In his first season he's led Hull City from the middle of the Premier League, thanks mainly to their alphabetic positioning at the start of the campaign, to somewhere slightly lower down the table.
He also managed to win the friendly cup, somehow pushing a team of second string players to a magnificent 6-1 win against Sampdoria in the final. He also accidentally played a goal keeper in defence for a while.
But here's the twist. Baron Kickington is me. He's just the name of my managerial prospect in Football Manager Classic for PS Vita. It's me tapping the buttons, me making the decisions, and me selecting the goalkeeper.

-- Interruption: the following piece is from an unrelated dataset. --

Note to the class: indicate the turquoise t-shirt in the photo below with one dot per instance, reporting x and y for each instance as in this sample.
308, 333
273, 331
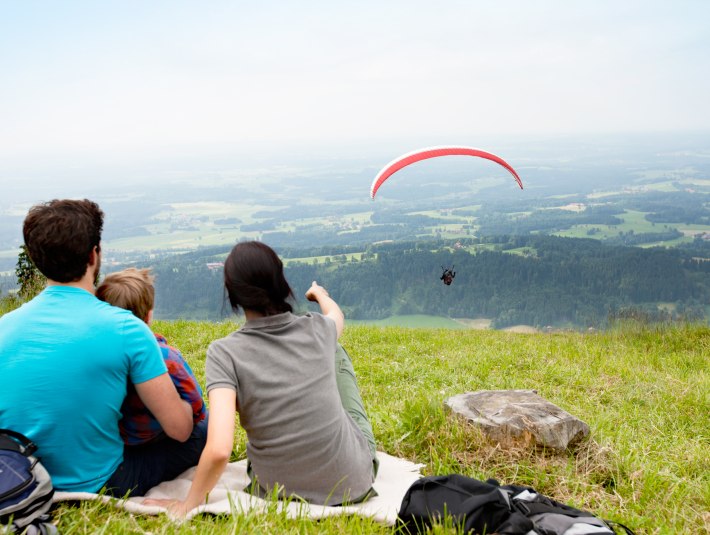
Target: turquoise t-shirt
65, 360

And there are lots of decisions to make. You could get lost in enormous caverns made of the possible permutations for each match. This is Football Manager, in your pocket, with all of its juggling, frustration, transfers, and man-management intact.
And it's pretty damn good. Albeit with some pretty obvious problems
There are two main game modes: Career and Challenge. Challenge mode places you as a manager in a tough situation. Maybe you need to pull a team from the relegation mire, or turn around a dispirited dressing room. It's a chunk of the main game, a taster for the more experienced.
Career mode is the meat of the game. A stats-heavy campaign to take the team of your choice from wherever you find them to the top of the table.
There are countless teams to choose from, from an array of countries. You'll deal with real-life players, in their real-life teams, and try and coax more out of them than they could ever achieve in the real world.
Everything is dealt with from a series of menus. There's your email menu, where you'll find information about scouts, physios, possible transfers, and your reputation in the media. You'll give quotes to journalists, or tell them to sod off.
Then there's a calendar the game flips through, telling you about the comings and goings in the football world. When the page turns over to a game, it's time to get your tactical hat on.
You pick the team, choose the formation, set the tactics, and even the demeanour you want the team to adopt.
Once the game kicks off pulling the right trigger drops down a menu that lets you quickly swap things around. Want your defence sitting deeper, or your midfield more fluid? In a few taps you're good to go.
Most of the matches happen on wobbling possession percentage bars. Your assistants bark at you when things are going wrong, or if things are going particularly well.
Highlights play out as little snatches of a 3D kickaround. You always know something is going to happen when the game switches to a pitch-side view, and while the clips are a little jagged around the edges, watching one of your strikers belt the ball into the back of the net is still a thrill.
What's less of a thrill is the fiddly touchscreen controls. If you don't have fingers chiselled down to fine points then navigating the menus can be a bit of a chore.
You'll tap the wrong things, close stuff when you didn't mean to, and generally get in a bit of a huff.
You can scroll through menus with the analogue sticks, but stabbing at the buttons, especially in the menu along the top of the screen, can be a bit of a pain.
It's not the only problem, either. Load times are slow, and this means there's none of the fluidity you'd expect from a portable gaming experience.
These troubles tarnish an otherwise solid game, and while there's never any call for super-fast reactions or precise control, having to undo your substitution for the umpteenth time because you've sent a striker to play in defence, or waiting a few minutes for your career to load, is pretty annoying.
Still, the overall experience is an enjoyable one, albeit slightly daunting for anyone who's never played a Football Manager game before.
This is a strategy game through and through, about managing the numbers ticking behind your team.
And, like I said before, it's pretty damn good - as long as you can get past the sluggish controls and those annoying load times.